Friday, October 4, 2019

Keyboards as Competitive Advantage

John Gruber:

Microsoft started yesterday’s event by banging the drum that they never have and never will compromise on the quality of their laptop keyboards — a clear and completely fair competitive dig at Apple. That’s the message they should have left the world with — that they, not Apple — now make the best laptop hardware in the world. Instead, they left everyone talking about two products that won’t be out for another year.

In less than six months, my wife’s Retina MacBook Air developed some keys that sometimes don’t type anything. This Mac has the third-generation butterfly keyboard. It’s never been used outside the home, isn’t used near food or sources of dust, and isn’t left open when not in use.

David Heinemeier Hansson:

“Went in for a keyboard replacement, they decided it needed a logic board. Got back home, it didn’t turn on, so back to the store. Apple replaced the entire machine because it’s had 3 major repairs in 12 months.”, employee just trying to get work done on a MacBook Pro. Disgrace.

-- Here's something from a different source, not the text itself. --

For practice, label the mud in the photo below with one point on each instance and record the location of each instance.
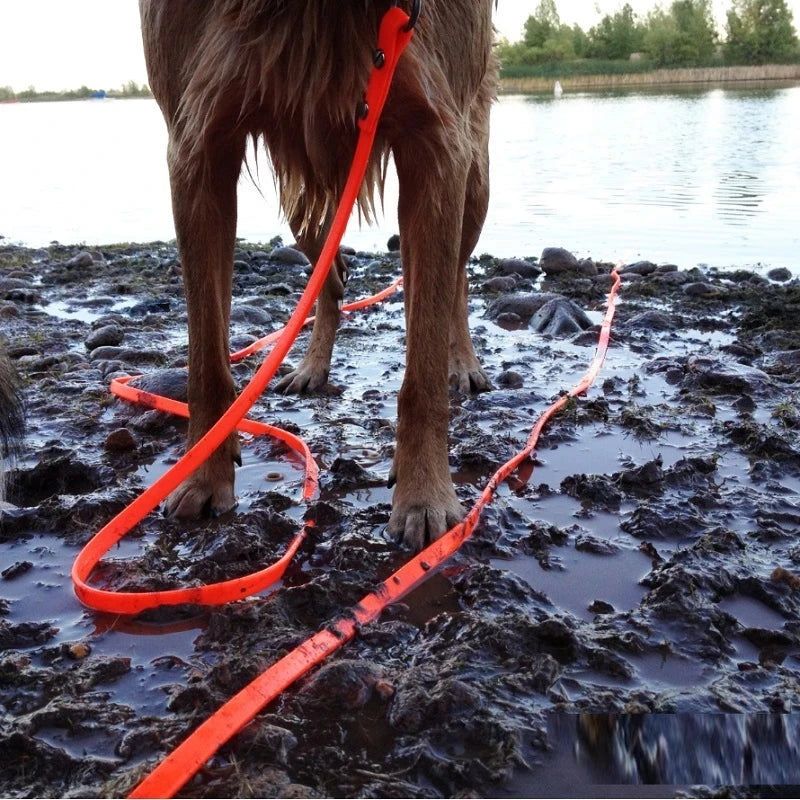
(632, 589)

This is just normal course of business at Basecamp. Every single month we have employees taking their machines back to Apple for the second, third, fourth, or fifth repairs of their broken MacBook Pro keyboards. Apple keeps claiming “small minority”. Bullshit.

Seriously, nothing has eroded my trust in Apple’s capacity as a computer maker as their inability to come clean on the utter catastrophe that is the butterfly keyboard design. If ever there was a worthy cause for a class-action lawsuit to take them to the cleaners.

Matt Anderson:

We are dealing with this at TaxJar weekly. We spend too much time shipping machines and buying loaners for those in remote areas far from Apple stores.

Per Henrik Lausten:

Picked up my MBP 2018 this morning from the 3rd repair in 3 months. Logic board replaced twice and battery replaced once. With each repair I’m without my primary work laptop for a week (oh, and replacing the logic board means all data on the SSD is lost)

Michael Hartl:

I’ve had mine fixed twice and completely replaced on a third occasion.

Mike Wilkerson:

As an Apple fanboy who’s all-in on the ecosystem, I used to dismiss this as overblown. After a keyboard replacement for my 2017 MBP last week, and the space bar on my 2018 MBP now acting up, confidence is shaken enough to look at alternatives. Definitely not a premium experience.

See also: Joanna Stern’s keyboard broke while she was writing her iPhone 11 reviews.

Previously:

Update (2019-10-04): Daniel Jalkut:

Had my late-2016 MacBook Pro keyboard replaced again. It’s really impressive how fast Apple turns around mail-in repairs. I sure am glad I keep a spare (previous gen) MBP around as a backup. Maybe the 2016 will serve that purpose soon...

4 Comments RSS · Twitter


It's sad how Apple dropped the ball on hardware excellence on laptops - they used to be the best; my Powerbook G4 12" was replaced by a 2011 MacBook Air 11" and both were used on the side of football pitches etc as a working photographer for multiple years and neither ever had a keyboard issue. I still have the 2011 MacBook Air and it works perfectly.

Maybe it's inevitbale that when a company becomes so big that cracks in QC begin to appear.

But you have to wonder if the ongoing extra-thin / extra-unreliable keyboards issue and Jonny Ive's departure can really be seen as unrelated?


@Niall After 4.5 years, it’s got to be more than a QC problem.


I agree with @Michael. This is a self made, unnecessary design problem and since Apple is hell bent on proving it did nothing wrong, they have doubled, tripled, and quadrupled down on stupid.


Another advantage of some PC vendors: Sometimes the warranties can last 5 years with in-home or on-site repairs. Apple are very much behind the curve when it comes to warranty service/support.